UST 10-Yr-2-Yr Yield Spread Inverts Again; All Eyes on FOMC

In one of the quietest trading periods of the market year, while many investors and traders are lolling on the beach or hiking in the mountains, the U.S. Treasury 10-year-2-year yield spread inverted again. Consequently, all eyes are on the Sept. 18 Federal Open Market Committee meeting. As of Friday, the 10-year yield was 1.50% and the 2-year at 1.50%.

Meanwhile, the economic data keeps arriving that again points up the conundrum for the Federal Reserve Board and its chairman, Jerome Powell. According to the Commerce Dept., the economy is growing with support from the U.S. consumer. It revised down slightly its estimate of overall second-quarter economic growth to an annual rate of 2.0% in the second quarter, compared with the previous estimate of a 2.1% rise.
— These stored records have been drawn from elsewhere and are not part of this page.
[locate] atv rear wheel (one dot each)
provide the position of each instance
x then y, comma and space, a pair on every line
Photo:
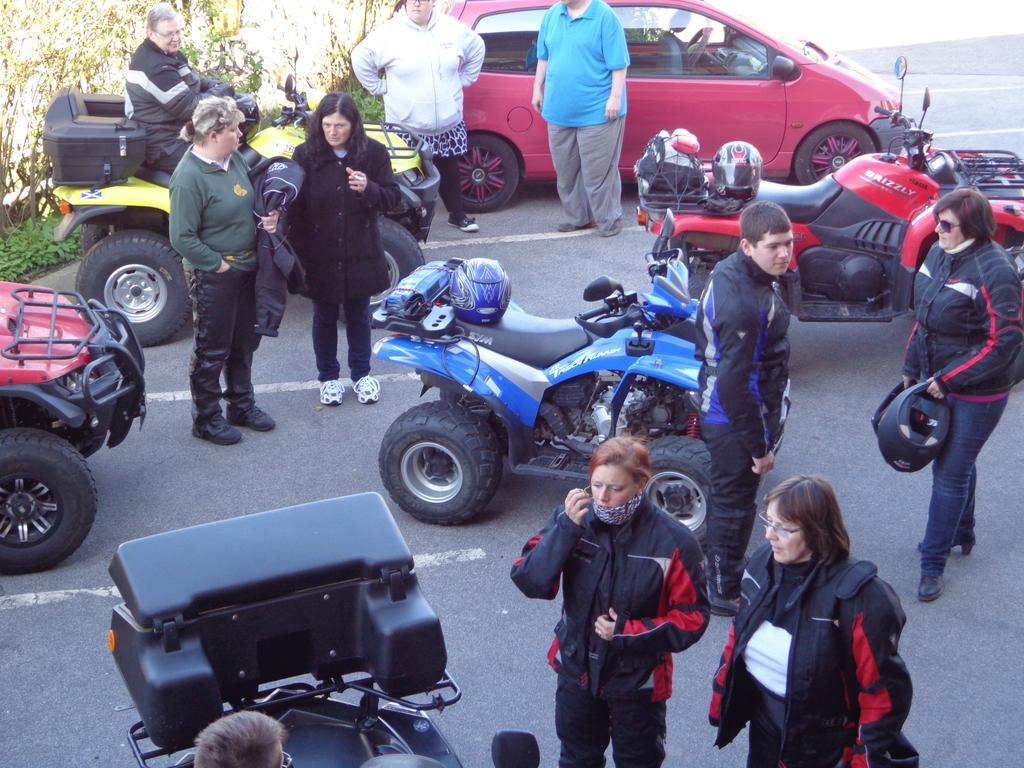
47, 500
680, 484
402, 253
138, 272
440, 463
Corporate profits rose 4.8% from the prior quarter, the department said, which followed a 1.5% drop in both the first quarter of this year and the fourth quarter of 2018. It was the largest quarterly rise since the first quarter of 2018, just after the corporate tax overhaul became law. Additionally, personal-consumption expenditures, a measure of household spending, increased 0.6% in July from June.

Not gangbusters growth, but this is problematic for the Fed, as it grapples with perhaps having to lower interest rates not to combat a recession but prevent one.

Then there’s that intermittent U.S. Treasury bond 10-year-2-year yield inversion. As I have noted before, this isn’t the best signal of a coming recession, often giving false alarms. I prefer the 30-year-10-year yield spread, which currently remains solidly positive at about 45-50 basis points.

Foreign investors continue to pile into U.S. bonds at the fastest pace in about a year, thanks to the negative returns on most other developed nation bond markets. They bought nearly $64 billion of U.S. stocks and bonds in June, the largest sum since August 2018, according to the Treasury Department.

A little bit of late summer political frisson was introduced into the Trump-Fed picture by a former New York Fed President William Dudley. Effectively, he wrote in a Bloomberg opinion piece that the Fed should help defeat President Trump in 2020. “Officials could state explicitly that the central bank won’t bail out an administration that keeps making bad choices on trade policy, making it abundantly clear that Trump will own the consequences of his actions,” Mr. Dudley wrote. He essentially says the Fed should join The Resistance, according to The Wall Street Journal opinion page.

Wow.

The 10-yr note yield ended Friday around 1.50% versus 1.52% the previous week.

Upcoming: 9/17-18 - FOMC meeting. Pass out the party favors.